AI(人工知能)

最近、「AI」という言葉を雑誌や新聞で見ない日はないといっても大げさではないですよね。
特に注目を浴びたのは、当分AIは人に勝てないと言われていた囲碁の分野で、AIが世界最強の棋士イ・セドル九段に勝ってしまったことです。
また、オックスフォード大学のオズボーン准教授は、今後10~20年程度で、米国の総雇用者の約47%の仕事が自動化されるリスクが高いという研究成果を発表し、世界が騒然となりました。

そんな中で、さすがに芸術の分野はAIに取って代わられることはしばらくないと思っていました。

ところが・・・

まさかそこまで・・・

先日、とあるグループとディスカッションする機会がありました。
彼らは、AIを活用して描いたレンブラントの”新作”を、3Dプリンターで出力することでリアルな絵画として公開したんです。
レンブラントの全作品を表面の凹凸まで含めてデータ化し、AIのディープラーニングによってレンブラント本人が描いたとしか思えない出来に仕上がったとのことです。

人間の創作活動にまでAIを活用する研究がなされていることに驚きました。

そしてSFの世界へ

AI研究の世界的権威であり、現在はGoogleでAI開発の総指揮を執っているレイ・カーツワイル氏によると、今後30年間でテクノロジーは急激に進化し、人類はそれまでの人類と全く変わってしまうと言っています。

例えば、
・脳のデジタル化が可能になる、つまり自分の脳を何かのデバイスにインストールできるようになる
・バーチャルリアリティーは現実そのままのリアリティを獲得する
・人間の臓器はテクノロジーによって機械に置き換わる
・不老不死になる

などを挙げています。
完全に「マトリックス」、「攻殻機動隊」、「銀河鉄道999」の世界ですね。

シンギュラリティ

そして、いよいよ2045年にはある瞬間が訪れます。それは、コンピューターがすべての人間の脳に匹敵する能力を持つことになる瞬間です。

これを「シンギュラリティ(技術的特異点)」と呼んでいます。

つまり、ここから先は、人工知能が完全に人間の知能を上回ることになります。
さすがにここまで来ると、どんな未来が訪れるのか、我々の想像の域を超えてしまいます。
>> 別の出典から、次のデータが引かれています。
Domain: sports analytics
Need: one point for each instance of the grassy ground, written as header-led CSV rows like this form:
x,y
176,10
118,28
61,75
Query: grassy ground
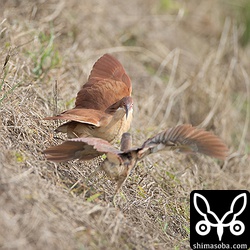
x,y
187,64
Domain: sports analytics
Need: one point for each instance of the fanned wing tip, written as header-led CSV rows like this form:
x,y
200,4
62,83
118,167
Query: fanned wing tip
x,y
188,139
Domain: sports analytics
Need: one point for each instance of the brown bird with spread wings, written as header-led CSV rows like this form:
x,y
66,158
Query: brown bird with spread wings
x,y
119,163
103,106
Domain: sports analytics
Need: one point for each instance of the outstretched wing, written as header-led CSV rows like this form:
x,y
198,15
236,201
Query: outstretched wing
x,y
185,139
107,84
87,116
80,148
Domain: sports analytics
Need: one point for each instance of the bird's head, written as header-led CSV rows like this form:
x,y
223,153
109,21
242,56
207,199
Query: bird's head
x,y
127,104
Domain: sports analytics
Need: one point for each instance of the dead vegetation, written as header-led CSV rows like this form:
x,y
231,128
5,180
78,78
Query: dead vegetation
x,y
186,65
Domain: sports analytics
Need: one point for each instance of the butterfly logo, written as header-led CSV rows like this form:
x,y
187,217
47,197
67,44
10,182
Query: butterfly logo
x,y
203,227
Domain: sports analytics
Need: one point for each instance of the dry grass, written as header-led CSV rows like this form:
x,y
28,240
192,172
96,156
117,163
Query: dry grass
x,y
186,66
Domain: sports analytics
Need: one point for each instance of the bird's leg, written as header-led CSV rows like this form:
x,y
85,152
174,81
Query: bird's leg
x,y
90,177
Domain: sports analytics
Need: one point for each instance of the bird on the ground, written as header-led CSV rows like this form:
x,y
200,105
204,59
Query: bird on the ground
x,y
119,163
103,106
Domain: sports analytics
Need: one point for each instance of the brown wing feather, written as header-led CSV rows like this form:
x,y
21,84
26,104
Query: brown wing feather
x,y
80,148
88,116
107,84
186,139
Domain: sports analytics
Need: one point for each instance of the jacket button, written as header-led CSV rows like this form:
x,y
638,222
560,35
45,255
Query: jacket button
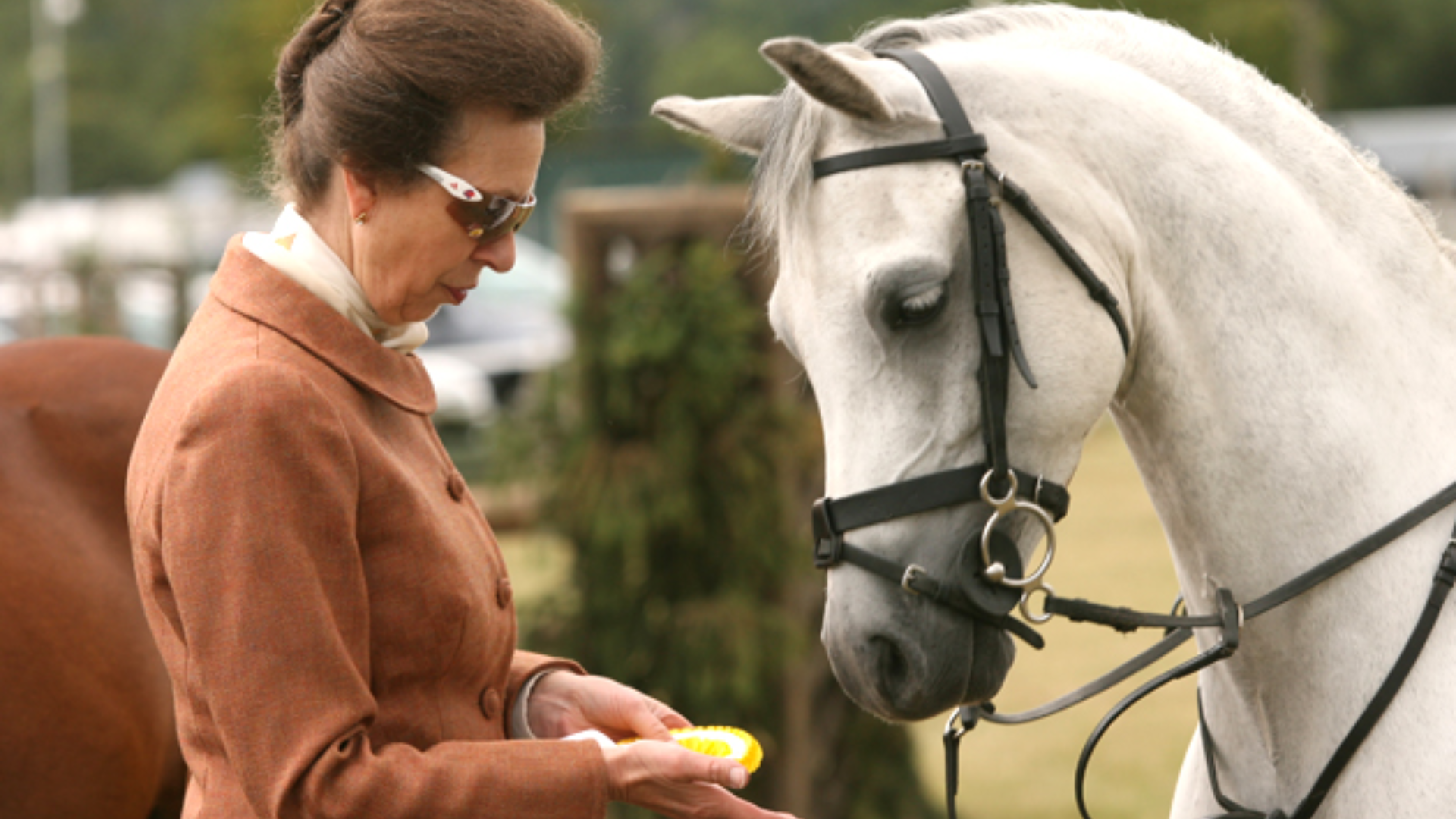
x,y
490,703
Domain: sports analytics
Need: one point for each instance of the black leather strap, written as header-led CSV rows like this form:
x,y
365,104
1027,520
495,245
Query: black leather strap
x,y
928,493
1100,292
1128,620
1392,684
970,145
943,594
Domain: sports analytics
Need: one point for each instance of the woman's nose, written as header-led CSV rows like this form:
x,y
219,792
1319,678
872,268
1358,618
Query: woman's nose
x,y
498,256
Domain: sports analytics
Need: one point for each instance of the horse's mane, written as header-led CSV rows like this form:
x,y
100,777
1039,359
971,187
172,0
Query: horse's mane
x,y
1226,88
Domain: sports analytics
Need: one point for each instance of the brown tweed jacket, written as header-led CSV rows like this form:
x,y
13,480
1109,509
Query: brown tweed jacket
x,y
328,598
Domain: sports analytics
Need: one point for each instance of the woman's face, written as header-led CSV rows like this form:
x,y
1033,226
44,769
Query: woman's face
x,y
411,256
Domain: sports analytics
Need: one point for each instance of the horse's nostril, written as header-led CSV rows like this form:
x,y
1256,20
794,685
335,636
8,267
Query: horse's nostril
x,y
892,668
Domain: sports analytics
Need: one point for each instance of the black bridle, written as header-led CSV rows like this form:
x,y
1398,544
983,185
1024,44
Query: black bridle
x,y
992,582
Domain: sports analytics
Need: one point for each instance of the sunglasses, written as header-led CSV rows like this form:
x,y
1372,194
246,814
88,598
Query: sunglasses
x,y
485,218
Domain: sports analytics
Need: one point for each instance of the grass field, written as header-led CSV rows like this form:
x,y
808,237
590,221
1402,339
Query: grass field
x,y
1109,550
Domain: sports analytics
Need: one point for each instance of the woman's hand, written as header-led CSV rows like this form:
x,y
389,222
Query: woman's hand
x,y
564,703
660,776
674,781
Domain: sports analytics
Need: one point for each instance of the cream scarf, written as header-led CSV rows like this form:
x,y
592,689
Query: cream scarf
x,y
297,251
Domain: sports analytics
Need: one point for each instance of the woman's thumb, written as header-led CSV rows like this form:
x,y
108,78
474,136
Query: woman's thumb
x,y
728,774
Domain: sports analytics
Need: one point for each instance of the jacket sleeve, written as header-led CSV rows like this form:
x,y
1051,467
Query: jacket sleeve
x,y
259,548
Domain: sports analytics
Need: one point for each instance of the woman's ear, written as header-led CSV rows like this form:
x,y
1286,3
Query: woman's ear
x,y
360,191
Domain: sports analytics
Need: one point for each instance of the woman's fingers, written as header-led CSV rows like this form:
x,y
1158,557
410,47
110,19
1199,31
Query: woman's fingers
x,y
674,781
650,719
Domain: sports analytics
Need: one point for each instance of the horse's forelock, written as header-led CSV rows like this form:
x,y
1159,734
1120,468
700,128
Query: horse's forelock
x,y
783,175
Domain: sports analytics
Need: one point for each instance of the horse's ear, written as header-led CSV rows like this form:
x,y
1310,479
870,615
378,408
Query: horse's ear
x,y
833,79
742,123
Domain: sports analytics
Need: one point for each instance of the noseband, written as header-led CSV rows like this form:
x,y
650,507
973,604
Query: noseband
x,y
996,583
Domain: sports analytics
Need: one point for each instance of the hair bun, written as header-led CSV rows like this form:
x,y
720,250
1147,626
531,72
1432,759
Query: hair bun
x,y
337,12
310,41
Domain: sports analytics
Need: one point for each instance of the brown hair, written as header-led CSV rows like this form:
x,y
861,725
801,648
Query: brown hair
x,y
384,82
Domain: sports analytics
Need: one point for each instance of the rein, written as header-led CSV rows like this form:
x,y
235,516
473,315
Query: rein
x,y
992,582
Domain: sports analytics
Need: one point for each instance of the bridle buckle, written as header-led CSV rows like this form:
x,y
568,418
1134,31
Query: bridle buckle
x,y
829,541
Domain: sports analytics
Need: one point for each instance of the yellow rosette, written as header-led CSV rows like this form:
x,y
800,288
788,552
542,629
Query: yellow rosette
x,y
720,741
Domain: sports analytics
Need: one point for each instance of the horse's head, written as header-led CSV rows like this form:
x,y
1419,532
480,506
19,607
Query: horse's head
x,y
874,297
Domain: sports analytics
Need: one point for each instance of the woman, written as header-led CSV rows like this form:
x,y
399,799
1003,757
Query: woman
x,y
331,605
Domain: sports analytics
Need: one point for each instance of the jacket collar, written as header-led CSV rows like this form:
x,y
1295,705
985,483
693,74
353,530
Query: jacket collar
x,y
248,286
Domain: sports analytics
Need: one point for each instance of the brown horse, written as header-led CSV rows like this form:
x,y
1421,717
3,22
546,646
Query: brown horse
x,y
86,726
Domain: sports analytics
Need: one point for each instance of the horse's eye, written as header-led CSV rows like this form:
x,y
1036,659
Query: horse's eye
x,y
919,309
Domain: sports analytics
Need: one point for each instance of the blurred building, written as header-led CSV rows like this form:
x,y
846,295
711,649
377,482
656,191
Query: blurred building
x,y
1414,145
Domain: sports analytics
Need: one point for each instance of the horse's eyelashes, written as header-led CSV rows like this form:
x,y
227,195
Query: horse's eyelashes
x,y
919,309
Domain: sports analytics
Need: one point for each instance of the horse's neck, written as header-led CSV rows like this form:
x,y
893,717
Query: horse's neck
x,y
1293,388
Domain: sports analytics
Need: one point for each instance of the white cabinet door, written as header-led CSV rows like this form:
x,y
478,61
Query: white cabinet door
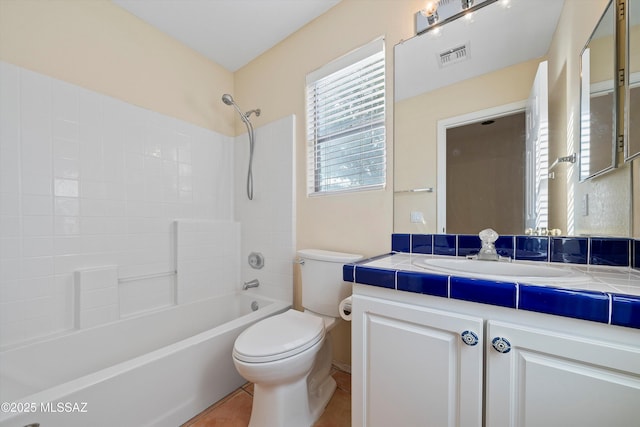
x,y
550,379
410,366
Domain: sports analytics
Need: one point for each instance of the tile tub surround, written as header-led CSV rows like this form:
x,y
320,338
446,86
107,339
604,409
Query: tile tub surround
x,y
612,296
88,181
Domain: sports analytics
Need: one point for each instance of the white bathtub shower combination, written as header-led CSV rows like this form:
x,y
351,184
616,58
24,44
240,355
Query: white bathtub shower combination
x,y
123,240
159,369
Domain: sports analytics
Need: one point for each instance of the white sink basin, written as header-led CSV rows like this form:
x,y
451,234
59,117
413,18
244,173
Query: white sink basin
x,y
506,271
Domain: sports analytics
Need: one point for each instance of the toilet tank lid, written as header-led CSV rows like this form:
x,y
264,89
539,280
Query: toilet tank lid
x,y
330,256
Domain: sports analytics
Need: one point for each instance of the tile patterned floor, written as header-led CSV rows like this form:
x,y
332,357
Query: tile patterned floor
x,y
235,409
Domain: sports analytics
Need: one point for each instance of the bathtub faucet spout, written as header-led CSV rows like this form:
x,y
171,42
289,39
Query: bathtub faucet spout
x,y
250,284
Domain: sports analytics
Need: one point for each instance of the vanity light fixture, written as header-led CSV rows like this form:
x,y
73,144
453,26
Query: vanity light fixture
x,y
438,12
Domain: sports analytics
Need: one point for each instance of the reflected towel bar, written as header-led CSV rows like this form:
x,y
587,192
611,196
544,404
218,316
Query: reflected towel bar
x,y
416,190
566,159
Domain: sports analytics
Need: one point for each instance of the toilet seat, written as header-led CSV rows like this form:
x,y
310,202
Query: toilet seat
x,y
279,337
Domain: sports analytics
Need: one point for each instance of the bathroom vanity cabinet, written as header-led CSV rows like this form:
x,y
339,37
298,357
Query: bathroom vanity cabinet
x,y
420,360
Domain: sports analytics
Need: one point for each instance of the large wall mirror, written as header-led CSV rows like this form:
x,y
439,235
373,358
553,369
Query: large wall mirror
x,y
632,96
496,54
599,100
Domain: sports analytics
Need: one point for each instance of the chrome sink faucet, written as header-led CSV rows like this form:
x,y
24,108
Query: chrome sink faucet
x,y
250,284
488,250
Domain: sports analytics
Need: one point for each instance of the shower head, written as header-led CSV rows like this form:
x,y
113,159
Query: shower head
x,y
227,99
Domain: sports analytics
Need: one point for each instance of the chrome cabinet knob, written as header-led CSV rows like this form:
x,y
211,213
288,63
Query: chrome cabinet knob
x,y
501,345
469,338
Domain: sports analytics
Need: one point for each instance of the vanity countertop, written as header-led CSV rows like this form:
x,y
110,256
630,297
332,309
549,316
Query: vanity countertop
x,y
609,295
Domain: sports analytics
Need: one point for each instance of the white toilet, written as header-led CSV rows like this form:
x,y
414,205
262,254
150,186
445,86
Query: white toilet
x,y
288,356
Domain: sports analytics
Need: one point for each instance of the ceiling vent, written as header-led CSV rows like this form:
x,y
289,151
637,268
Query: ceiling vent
x,y
454,55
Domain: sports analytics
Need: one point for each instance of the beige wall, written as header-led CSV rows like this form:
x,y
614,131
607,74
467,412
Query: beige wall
x,y
354,222
99,46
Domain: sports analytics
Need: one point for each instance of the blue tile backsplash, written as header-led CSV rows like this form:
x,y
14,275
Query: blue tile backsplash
x,y
620,252
603,307
614,252
572,250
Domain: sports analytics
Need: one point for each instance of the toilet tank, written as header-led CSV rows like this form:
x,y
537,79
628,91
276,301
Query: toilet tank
x,y
321,276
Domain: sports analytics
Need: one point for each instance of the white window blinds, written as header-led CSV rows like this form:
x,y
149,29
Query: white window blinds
x,y
346,122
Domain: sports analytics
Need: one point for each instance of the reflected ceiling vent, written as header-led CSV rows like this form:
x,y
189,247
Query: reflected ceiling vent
x,y
454,55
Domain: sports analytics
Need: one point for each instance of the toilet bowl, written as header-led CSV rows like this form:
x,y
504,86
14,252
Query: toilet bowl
x,y
279,369
288,356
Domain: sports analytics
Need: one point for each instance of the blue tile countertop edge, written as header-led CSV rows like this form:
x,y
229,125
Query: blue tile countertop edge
x,y
603,307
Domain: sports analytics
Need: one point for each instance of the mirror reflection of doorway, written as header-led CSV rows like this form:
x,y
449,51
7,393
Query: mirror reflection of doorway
x,y
486,176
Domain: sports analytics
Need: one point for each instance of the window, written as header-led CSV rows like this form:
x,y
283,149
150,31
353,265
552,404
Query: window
x,y
346,123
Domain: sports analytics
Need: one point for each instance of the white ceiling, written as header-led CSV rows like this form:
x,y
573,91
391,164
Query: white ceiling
x,y
229,32
499,35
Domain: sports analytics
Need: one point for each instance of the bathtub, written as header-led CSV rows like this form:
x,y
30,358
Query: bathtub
x,y
159,369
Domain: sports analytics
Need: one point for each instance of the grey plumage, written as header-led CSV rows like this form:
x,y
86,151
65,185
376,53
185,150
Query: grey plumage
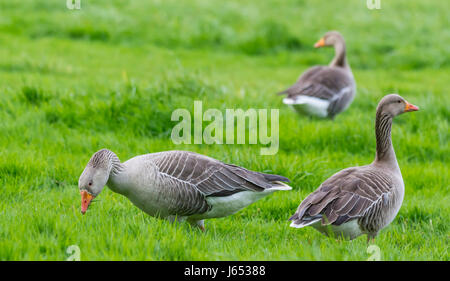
x,y
369,195
180,184
333,84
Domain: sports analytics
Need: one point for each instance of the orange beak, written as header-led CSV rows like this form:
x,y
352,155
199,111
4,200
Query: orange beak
x,y
320,43
410,107
86,199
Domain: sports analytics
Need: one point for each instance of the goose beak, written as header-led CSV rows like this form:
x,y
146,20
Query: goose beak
x,y
410,107
86,199
320,43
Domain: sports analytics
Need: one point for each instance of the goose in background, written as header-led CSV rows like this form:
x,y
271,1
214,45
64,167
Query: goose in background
x,y
324,91
177,185
360,200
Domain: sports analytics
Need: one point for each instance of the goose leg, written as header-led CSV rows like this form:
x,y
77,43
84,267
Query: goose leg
x,y
201,225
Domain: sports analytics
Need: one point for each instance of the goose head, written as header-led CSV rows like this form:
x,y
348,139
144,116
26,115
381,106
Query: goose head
x,y
330,38
393,105
94,178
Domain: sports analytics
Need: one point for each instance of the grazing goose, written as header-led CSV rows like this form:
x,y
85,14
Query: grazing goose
x,y
324,91
360,200
177,185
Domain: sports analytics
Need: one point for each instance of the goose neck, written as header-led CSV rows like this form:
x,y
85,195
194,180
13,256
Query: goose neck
x,y
385,151
340,57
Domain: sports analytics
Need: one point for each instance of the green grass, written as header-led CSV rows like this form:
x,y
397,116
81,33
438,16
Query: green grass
x,y
110,75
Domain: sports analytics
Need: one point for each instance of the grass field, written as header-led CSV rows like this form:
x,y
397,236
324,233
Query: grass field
x,y
110,75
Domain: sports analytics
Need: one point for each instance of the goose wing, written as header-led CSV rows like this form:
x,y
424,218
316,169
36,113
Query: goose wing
x,y
190,177
321,82
349,194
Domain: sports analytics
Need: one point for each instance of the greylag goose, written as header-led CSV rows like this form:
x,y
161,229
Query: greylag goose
x,y
324,91
360,200
177,185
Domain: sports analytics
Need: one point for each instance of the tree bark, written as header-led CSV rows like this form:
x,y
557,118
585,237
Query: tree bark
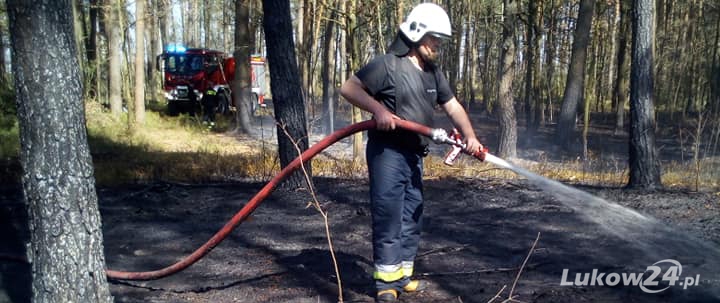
x,y
353,64
575,84
506,111
242,90
140,62
66,248
286,92
113,30
621,83
327,77
530,52
644,158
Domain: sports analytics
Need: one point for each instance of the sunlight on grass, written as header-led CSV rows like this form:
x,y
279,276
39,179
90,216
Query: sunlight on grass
x,y
181,149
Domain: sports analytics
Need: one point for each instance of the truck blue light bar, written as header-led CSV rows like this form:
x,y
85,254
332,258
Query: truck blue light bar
x,y
175,48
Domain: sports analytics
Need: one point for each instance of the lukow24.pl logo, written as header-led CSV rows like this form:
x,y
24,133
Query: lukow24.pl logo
x,y
653,280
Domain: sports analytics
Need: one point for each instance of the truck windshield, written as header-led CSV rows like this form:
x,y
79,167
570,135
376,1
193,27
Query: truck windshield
x,y
183,64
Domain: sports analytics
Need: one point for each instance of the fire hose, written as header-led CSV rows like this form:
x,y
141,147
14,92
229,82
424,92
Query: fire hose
x,y
438,135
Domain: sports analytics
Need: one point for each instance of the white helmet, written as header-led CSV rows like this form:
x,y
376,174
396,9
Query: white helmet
x,y
426,18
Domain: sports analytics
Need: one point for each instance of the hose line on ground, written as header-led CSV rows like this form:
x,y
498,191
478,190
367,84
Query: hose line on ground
x,y
242,214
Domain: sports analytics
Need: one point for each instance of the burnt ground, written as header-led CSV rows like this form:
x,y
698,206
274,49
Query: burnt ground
x,y
477,234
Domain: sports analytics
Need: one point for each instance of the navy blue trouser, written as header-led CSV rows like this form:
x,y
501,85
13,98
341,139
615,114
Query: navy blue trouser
x,y
397,206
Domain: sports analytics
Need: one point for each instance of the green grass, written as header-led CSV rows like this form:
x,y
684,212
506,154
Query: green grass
x,y
181,149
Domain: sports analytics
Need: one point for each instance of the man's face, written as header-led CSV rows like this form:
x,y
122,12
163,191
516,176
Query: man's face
x,y
429,49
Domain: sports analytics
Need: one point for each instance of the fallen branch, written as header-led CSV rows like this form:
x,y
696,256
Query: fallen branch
x,y
510,297
469,272
323,213
523,266
442,249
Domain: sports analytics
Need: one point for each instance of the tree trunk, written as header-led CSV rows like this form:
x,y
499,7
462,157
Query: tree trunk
x,y
353,64
530,52
140,62
155,48
79,29
91,46
207,16
242,90
287,96
66,248
327,77
113,30
644,158
575,84
537,69
621,83
506,111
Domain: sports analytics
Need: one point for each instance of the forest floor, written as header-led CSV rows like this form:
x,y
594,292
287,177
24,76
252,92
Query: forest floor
x,y
477,235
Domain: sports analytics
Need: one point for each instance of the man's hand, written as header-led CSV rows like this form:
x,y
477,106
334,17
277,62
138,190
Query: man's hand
x,y
385,119
472,145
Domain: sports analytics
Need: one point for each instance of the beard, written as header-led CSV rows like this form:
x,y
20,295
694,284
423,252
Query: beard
x,y
430,58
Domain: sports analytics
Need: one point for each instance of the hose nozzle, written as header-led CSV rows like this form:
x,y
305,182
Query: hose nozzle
x,y
455,139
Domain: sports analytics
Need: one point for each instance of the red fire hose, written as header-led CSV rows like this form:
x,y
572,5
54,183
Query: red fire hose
x,y
241,215
438,135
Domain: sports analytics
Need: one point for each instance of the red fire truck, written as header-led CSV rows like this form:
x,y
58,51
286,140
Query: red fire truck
x,y
189,72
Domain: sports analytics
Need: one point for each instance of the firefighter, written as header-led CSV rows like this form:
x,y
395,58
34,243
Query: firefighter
x,y
209,103
406,83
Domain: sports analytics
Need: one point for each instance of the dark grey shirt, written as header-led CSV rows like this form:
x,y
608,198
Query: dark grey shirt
x,y
407,92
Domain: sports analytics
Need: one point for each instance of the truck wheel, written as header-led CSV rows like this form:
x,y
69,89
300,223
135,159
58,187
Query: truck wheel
x,y
172,109
223,107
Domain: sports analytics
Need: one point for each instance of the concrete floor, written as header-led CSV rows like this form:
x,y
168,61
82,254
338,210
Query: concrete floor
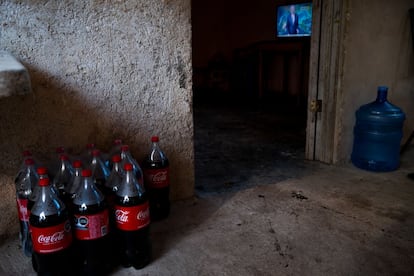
x,y
318,220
強いて言うなら、ターミネーターのシュワちゃんの顔が頭をよぎるくらいですかね。。。

 

3年後を想像してみる

AIの時代は必ずやって来ます。そして、我々の価値基準や生活様式、そしてもちろんビジネスの在り方も変えていきます。そんな時代に備えて、経営者は何をすべきでしょうか。30年後は想像の域を超えてますので、例えば3年後はどうでしょうか。

手始めに、

・改めて自社の強み(コア・コンピタンス)は何か?
・それが、3年後も競争優位性を保っているか?
・それ以外のノンコア業務は自動化できるか?
・取引先のビジネス環境の変化はどうか?

これらを考えてみてはいかがでしょうか。

そして、何よりも新聞や雑誌等の情報に踊らされないよう、世の中の情勢にアンテナを張り、ある程度の将来を見通す力、本質をとらえる洞察力等を養っていくことが重要かもしれませんね。

と偉そうな事を言いながら、もちろん私自身も奮闘努力中でございます。。。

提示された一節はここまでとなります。